In later years when the history of the origin of the Tennessee Walking Horse would be tied to Bedford County and to this particular time period toward the end o
f the nineteenth century, Dr. William Key’s early contribution, which the Gazette had then described, would have been forgotten.
But what he did get for his efforts was exactly what he was looking for: the perfect match for Lauretta. The stallion, auspiciously named Tennessee Volunteer, was a great-grandson of Rysdyk’s Hambletonian. In the spring of 1888, Doc Key took Lauretta Queen of Horses the ten miles to the Bell Buckle livery stable—where Tennessee Volunteer was said to be standing at stud for the season—so she could have a look at her prospective beau.
Though Tennessee Volunteer’s track record didn’t show up in Wallace’s registry, Bill Key assured Albert Rogers he had seen the Hambletonian race.
How fast was he? Rogers wanted to know.
“Well,” said Key, putting it simply, “he couldn’t be beat.”

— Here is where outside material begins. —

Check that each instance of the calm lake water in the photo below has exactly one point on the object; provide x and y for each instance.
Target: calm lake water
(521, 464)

But it was Tennessee Volunteer’s pedigree that really interested Key. Early in the prolific career of Hambletonian (10), he had sired the excellent trotter Volunteer (55)—who held a pre-Standard record of 2:37 while hitched to a wagon. In turn Volunteer sired Kentucky Volunteer (2784), foaled in 1874 and bred by a John S. Briggs of Cincinnati, Ohio. Kentucky Volunteer went on to sire Tennessee Volunteer, ownership unknown.

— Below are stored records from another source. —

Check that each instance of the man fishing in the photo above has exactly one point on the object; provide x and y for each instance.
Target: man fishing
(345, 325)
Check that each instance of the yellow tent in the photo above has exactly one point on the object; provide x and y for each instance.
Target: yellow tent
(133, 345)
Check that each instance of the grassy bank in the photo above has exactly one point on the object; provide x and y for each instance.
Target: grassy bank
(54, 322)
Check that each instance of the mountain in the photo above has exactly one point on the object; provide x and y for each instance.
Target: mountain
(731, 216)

Even though Albert Rogers grew up in Cincinnati and may have been acquainted with the Briggs family, upon hearing this history he became fixated on the idea that Jim Key was “bred in Old Kentucky.” Not so. The confusion about the Ohio-bred Kentucky Volunteer was that he took his name partly from his dam, Kentucky Girl. She too was not necessarily Kentucky bred, although, along with her sire, Blue Bull, she did come from a winning bloodline noted for fast pacers and may have won races there.